Pinot Noir Rosé
Kina Beach Vineyard Pinot Noir Rosé 2016
The wine has had minimal contact with fruit skin and shows a light pale salmon colour. The nose is fresh, earthy and savoury, giving indications of a dry restrained wine. Aromas of white cherry are complemented with peach and hints of strawberry along with marshmallow puff. The palate is creamy with mixed Summer red berry fruit underlying a predominate concentration of cherry. The mid-palate is gentle yet grips with a slight viscosity that adds to the pleasant mouthfeel. The wine finishes dry and creamy with popping red cherry on the back-palate.
This vintage saw the hottest February on record, but also repeated heavy rainfalls throughout the three months prior and right up to harvest. The combination of hot weather with unusually heavy rainfall made 2016 a challenging growing season for the wine industry in New Zealand and particularly in Nelson.
The vines excel on rolling northerly facing slopes with free draining Moutere Clay soils of sandy loam. Modest rainfall throughout the year along with a cleansing sea breeze from both the Moutere inlet and Tasman Bay provide an excellent growing environment. No irrigation along with a rigid leaf plucking, shoot tucking, trimming and bunch thinning regime – all done by hand – ensure ample ventilation and exposure to the sun.
Pinot Noir fruit was cold soaked overnight for eleven hours. One third had been destemmed and this portion was combined with the remaining whole cluster fruit to be gently pressed-off. Cool and slow fermentation over two weeks to protect florals and aromatics followed using inoculated yeast strains until the wine was dry. It was left for four months on lees to build texture before being bottled in early September 2016.

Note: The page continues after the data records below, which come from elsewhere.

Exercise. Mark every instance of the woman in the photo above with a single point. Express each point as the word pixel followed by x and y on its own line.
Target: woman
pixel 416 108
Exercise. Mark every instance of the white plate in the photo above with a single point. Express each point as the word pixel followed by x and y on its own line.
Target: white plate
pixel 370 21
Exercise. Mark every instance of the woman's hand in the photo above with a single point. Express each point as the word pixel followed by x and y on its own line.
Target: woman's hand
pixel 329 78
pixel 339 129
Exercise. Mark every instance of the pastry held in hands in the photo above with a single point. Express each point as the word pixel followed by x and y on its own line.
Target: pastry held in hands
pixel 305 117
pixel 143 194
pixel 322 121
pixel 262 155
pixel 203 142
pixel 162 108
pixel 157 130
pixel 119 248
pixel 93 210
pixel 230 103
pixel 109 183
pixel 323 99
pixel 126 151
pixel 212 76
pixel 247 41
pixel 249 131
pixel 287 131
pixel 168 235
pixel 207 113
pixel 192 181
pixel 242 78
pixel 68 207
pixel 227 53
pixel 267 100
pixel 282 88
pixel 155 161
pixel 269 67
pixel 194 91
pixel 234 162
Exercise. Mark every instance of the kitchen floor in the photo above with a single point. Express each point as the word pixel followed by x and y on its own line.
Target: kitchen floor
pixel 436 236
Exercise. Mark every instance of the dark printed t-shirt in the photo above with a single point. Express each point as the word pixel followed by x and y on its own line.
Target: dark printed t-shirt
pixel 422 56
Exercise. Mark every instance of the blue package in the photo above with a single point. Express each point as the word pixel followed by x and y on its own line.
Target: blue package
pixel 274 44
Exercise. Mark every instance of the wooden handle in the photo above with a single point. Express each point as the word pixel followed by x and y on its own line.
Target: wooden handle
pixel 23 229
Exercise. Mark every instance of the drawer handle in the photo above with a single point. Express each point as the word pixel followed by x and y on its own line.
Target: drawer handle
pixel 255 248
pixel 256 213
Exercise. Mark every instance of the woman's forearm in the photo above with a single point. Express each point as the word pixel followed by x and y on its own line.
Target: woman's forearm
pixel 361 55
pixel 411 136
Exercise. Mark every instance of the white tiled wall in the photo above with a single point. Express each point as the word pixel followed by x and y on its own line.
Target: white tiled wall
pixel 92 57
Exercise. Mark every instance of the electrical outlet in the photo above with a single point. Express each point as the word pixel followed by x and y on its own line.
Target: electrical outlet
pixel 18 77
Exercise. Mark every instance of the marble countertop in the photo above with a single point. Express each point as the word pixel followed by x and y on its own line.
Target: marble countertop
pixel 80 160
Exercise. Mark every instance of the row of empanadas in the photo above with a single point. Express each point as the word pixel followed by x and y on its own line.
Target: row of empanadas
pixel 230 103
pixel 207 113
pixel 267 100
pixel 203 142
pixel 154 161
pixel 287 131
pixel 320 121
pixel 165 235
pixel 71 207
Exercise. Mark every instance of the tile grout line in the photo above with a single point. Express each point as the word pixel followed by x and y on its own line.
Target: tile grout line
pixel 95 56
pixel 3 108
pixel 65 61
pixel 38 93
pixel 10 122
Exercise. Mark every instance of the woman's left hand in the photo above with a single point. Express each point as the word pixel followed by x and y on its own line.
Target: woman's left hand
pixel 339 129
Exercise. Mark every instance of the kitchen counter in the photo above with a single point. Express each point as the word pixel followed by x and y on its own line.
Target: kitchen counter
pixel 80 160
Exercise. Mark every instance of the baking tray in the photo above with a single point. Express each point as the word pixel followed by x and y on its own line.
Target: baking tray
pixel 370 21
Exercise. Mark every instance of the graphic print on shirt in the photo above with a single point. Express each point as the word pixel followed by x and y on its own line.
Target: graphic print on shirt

Released 20 September 2016. Will continue to develop for the next 3 years.
Seared beef bruschetta with goats cheese, chili and mint; baked potato gnocchi in parmesan, vintage cheddar and Italian cherry tomato sauce; avocado, bacon, beetroot and blue cheese salad with fennel and lemon dressing and toasted walnuts; marinated fish ceviche with lime, lemon and coconut; smashed avocado on sour dough with oven roasted tomato, watercress and orange olive oil; seared scallops with vanilla-pea puree, pineapple and lime salsa; crab salad with wasabi mousse, radishes, coriander, salmon caviar, mint and lime.